Low FMOS Uptake For Health Insurance Disputes In 2025
KUALA LUMPUR, Feb 9 — Health insurance disputes made up only 3.4 per cent of complaints received by the Financial Market Ombudsman Service (FMOS) in 2025, with about three-quarters of those cases resolved through mediation and adjudication.
Finance Minister Anwar Ibrahim, in a written Dewan Rakyat reply on January 22, said FMOS received 112 complaints related to health insurance products out of 3,253 total complaints recorded since it began operations on January 17, 2025.
Of the health insurance complaints, 83 cases (74 per cent) were resolved, with estimated avoided legal costs of RM1.245 million if the disputes had gone to court.
This means roughly one in four health insurance complaints filed were not resolved.
FMOS only began operations in January 2025, and complaint volumes may change as awareness of the ombudsman channel increases.
Across all product categories, FMOS resolved 2,268 of 3,253 disputes, or about 70 per cent.
“The FMOS functions as a dispute resolution centre for financial consumers and investors nationwide,” Anwar said in response to Selayang MP William Leong Jee Keen.

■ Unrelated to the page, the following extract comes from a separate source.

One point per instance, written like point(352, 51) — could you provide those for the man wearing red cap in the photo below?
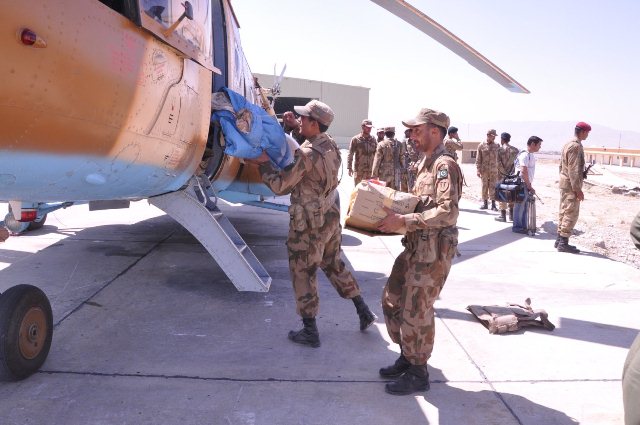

“The establishment of FMOS strengthens operational synergy among financial and investment dispute resolution schemes while ensuring the resolution process is fairer, easier, smoother, and free for financial consumers and investors.
“Based on the latest data, since beginning operations on January 17, 2025, FMOS has received 3,253 complaints, of which 2,268 disputes have been successfully resolved through mediation and adjudication,” he said.
“Complaints received are generally resolved on a case-by-case basis.”
Under rules set by Bank Negara Malaysia (BNM), financial institutions must inform consumers of their right to refer disputes to FMOS after issuing a final decision on a complaint, before pursuing court action.
“BNM has set that financial institutions must inform consumers of their right to submit complaints to the alternative dispute resolution channel, namely the FMOS, before taking legal action in court,” Anwar said.
He added that the majority of FMOS board members are independent of management and financial industry ties, and that its adjudicators are also independent.
CodeBlue previously reported recurring issues in health insurance claims handling, including delays and denials, while Bayan Baru MP Sim Tze Tzin has said many policyholders are unaware of available dispute resolution channels.